For those seeking path alterations through traditional healing, extortionate and exorbitant fees are charged for training, ensuring that the vulnerability of practitioners-in-training is fully monetised.
For example
Two case studies illustrate how these dynamics play out. In 2018, the CRL Rights Commission discovered a highly problematic church that had been operating since the 1980s and was taken over by a group known as “the seven angels” after its presiding leader died in 2015.
The seven leaders of Seven Angel Ministries in Engcobo, Eastern Cape, all brothers who claimed to have come from heaven and to have been chosen by God, engaged in excessive spending.
Church members were sincerely convinced of these celestial claims and willingly, at their own discretion, gave their life’s savings, belongings, and wealth to the church.
When the CRL met with the church, it transpired that the brothers had been spending these rapidly accumulated funds on expensive German cars.
Though money was reportedly kept in boxes or cupboards, a subsequent police raid yielded no cash on the premises, as the funds had either run out or been hidden elsewhere.
While the CRL noted that adult congregants were not breaking the law by voluntarily parting with their fortunes because of their sincere convictions, the most glaring issue was that children at the church had been entirely cut off from school and other social services.

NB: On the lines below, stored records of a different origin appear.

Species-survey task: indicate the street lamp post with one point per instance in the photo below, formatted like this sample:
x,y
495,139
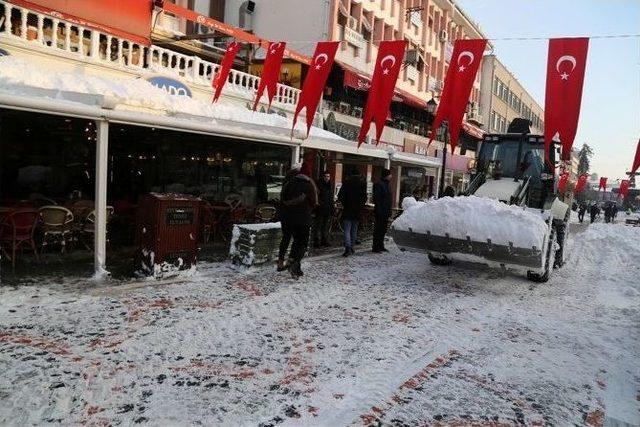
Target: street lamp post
x,y
431,109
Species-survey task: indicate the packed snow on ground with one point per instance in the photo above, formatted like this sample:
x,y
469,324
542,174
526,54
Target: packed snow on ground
x,y
371,339
479,218
135,92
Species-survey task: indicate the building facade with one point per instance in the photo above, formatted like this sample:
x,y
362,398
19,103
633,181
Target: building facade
x,y
503,98
430,28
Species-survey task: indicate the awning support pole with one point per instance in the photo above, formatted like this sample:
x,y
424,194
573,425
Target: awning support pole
x,y
100,231
295,155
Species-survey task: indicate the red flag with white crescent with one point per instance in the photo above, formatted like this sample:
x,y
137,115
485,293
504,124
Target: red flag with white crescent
x,y
563,181
624,188
581,184
223,72
566,63
458,83
603,183
270,72
636,160
313,86
383,84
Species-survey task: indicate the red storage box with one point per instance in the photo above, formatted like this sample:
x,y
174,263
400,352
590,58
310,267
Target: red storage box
x,y
167,232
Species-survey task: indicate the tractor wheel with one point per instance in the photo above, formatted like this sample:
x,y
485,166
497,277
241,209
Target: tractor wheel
x,y
548,264
439,259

The angels, some of whom had never been to school themselves, claimed the parents were withholding the children, but because clear laws regarding the protection and education of children were broken, it gave authorities a concrete avenue to intervene in an otherwise unregulated ‘cult’ environment.
From financial devotion to total rejection of the modern world
A more recent example unfolded in April at the unregistered iKhaya Labafundi mission on the Dabangu site, led by Reverend Vusumuzi Sibiya
Operating entirely in the shadows without any legal registration, the Reverend claimed the church was instead “registered in heaven,” creating a cult-like compound where questioning was strictly suppressed.
The mission’s “anti-modern” doctrine successfully persuaded its approximately 53 members to burn bridges with their past lives, ironically recruiting them through modern tools like a 2025 podcast.
Under this influence, bright futures were discarded, including a follower who abandoned a computer engineering degree at the University of Cape Town.
Adults inside the compound voluntarily quit their jobs and completely walked away from chronic medical treatments in favour of prayer, a stance Reverend Sibiya defended through his own claims of “divine healing.”
The Commission strongly warned that such total rejection of healthcare invites unchecked human rights violations and preventable deaths.
State intervention under the Children’s Act followed after officials found minors kept out of school in unsafe conditions; 19 children were removed into protective care, and steps were taken to restore their access to education and social grants.
Protecting true freedom of faith
Xaluva maintained that the devastating reality of these practices underscores that harmful distortions of faith do not represent the rich religious tapestry protected by Section 31.
Instead, they hijack constitutional freedoms to insulate perpetrators from accountability.